Utility to download a specified set of resources from a specified webpage.

Motivation

This utility was largely born out of a desire to quickly download a set of files, whose links/URLs are available in an existing webpage, encapsulated in <a> tags. Two typical use-cases for this utility are:

download all the research papers (.pdfs) in a lit-reivew posted on single web-page;
download all lectures (.pdfs or .ppts) posted on a class website.

Why the name "bookworm"?

Because the original intent of this project was to basically dig through and fetch reading material like lecture notes or research papers from a given webpage. And so bookworm made a certain amount of sense. However, I realize (and admit) that the "worm" metaphor does not make sense with the ideas of "fetching" or "downloading" the reading material.

Why Java?

Because, I am an avid Java programmer and Eclipse was already open when i decided to whip this up. I would probably want to redo this in a scripting language, but this works for me -- at the moment.

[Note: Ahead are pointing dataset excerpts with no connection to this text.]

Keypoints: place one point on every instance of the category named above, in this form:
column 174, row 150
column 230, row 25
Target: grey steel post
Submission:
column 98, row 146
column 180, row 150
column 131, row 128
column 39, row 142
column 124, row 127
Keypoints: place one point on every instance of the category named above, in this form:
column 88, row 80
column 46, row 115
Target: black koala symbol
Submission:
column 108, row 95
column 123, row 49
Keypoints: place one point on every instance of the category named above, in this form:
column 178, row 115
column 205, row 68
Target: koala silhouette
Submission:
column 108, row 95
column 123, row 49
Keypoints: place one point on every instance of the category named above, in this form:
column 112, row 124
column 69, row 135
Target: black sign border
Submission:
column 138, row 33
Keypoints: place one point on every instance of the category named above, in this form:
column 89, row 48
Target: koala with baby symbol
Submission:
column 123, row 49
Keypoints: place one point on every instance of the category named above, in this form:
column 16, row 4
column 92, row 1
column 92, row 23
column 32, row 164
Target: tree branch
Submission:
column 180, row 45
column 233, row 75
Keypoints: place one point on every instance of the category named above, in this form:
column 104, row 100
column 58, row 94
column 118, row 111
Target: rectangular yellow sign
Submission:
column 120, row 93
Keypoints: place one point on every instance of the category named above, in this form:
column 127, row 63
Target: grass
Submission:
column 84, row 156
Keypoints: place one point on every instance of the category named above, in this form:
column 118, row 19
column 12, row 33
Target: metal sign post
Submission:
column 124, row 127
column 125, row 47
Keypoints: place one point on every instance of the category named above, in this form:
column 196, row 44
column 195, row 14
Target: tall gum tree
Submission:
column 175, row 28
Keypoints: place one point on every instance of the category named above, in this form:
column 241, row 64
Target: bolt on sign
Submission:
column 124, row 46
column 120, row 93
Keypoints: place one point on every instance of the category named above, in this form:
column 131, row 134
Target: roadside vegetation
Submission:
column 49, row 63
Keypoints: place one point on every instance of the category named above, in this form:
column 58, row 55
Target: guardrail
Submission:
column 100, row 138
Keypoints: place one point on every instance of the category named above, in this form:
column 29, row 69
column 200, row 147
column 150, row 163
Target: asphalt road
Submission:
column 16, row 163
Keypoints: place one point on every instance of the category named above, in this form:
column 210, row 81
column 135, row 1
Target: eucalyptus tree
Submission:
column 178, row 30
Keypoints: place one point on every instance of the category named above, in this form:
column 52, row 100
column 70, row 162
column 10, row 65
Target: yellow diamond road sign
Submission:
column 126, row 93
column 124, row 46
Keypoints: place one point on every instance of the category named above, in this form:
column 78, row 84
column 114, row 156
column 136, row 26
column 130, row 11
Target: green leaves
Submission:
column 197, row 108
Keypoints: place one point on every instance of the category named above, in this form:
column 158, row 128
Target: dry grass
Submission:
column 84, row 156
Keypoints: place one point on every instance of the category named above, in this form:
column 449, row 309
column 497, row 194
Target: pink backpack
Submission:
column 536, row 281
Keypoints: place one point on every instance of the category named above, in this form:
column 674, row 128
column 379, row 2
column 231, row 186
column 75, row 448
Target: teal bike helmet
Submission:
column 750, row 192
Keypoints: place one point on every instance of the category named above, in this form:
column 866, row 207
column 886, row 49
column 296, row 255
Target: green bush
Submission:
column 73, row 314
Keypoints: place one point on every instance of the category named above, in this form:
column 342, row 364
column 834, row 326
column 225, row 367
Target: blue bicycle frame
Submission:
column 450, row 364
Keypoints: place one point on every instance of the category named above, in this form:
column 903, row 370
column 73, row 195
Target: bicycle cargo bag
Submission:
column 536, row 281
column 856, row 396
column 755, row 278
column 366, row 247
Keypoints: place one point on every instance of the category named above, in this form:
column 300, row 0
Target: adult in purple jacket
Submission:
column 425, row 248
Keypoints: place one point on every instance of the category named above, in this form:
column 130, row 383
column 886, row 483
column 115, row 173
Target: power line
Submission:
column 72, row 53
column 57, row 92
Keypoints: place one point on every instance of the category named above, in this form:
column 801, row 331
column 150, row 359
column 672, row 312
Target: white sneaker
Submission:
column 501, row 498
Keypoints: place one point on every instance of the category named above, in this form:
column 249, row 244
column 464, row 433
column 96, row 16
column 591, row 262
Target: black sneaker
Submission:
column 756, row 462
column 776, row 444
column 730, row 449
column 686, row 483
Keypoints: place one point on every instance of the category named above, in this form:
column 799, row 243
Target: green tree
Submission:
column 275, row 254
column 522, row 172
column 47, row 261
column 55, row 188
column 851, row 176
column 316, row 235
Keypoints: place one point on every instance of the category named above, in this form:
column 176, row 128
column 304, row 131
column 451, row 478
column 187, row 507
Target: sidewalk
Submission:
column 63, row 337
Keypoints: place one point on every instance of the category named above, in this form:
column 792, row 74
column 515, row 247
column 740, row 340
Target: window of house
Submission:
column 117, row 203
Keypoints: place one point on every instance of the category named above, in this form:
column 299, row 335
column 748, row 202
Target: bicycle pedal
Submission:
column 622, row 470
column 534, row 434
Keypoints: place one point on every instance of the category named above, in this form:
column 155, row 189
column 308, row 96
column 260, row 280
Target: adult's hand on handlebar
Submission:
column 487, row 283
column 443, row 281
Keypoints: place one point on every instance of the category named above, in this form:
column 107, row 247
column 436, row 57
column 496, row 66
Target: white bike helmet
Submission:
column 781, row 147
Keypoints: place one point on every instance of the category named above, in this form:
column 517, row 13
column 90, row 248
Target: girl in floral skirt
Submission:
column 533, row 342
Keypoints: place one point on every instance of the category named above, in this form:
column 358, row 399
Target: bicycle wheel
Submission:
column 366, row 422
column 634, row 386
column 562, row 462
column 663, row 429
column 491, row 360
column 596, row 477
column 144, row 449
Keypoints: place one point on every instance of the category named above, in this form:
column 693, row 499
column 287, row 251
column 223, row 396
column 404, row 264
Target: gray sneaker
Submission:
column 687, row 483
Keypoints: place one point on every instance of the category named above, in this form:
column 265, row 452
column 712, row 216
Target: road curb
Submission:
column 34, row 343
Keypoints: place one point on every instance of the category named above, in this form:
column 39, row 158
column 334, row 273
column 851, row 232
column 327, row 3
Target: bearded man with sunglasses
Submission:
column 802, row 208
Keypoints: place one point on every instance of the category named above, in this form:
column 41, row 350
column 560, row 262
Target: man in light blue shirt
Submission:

Download, Build and Usage Instructions

Download: git clone https://github.com/VijayKrishna/bookworm.git && cd bookworm

Building: Download and use Maven to build this project with the following command: mvn compile

Usage:

mvn exec:java -Pbookworm -Dworm.page=<webpage to be parsed for HREFs>\
-Dworm.downloads=<path to downloads directory>\
-Dworm.extn=<wildcard of the downloadable file-extensions>

Contributions/Contact

Open an issue for getting in touch with me about bugs, design ideas or feature requests. And I am also open to pull requests that are preceeded by an open issue in this project (one that you likely opened).

I am also available via email at vpalepu [at] uci [dot] edu.

License

The code in this project is licensed under the MIT License. Check the file named "LICENSE" for more details.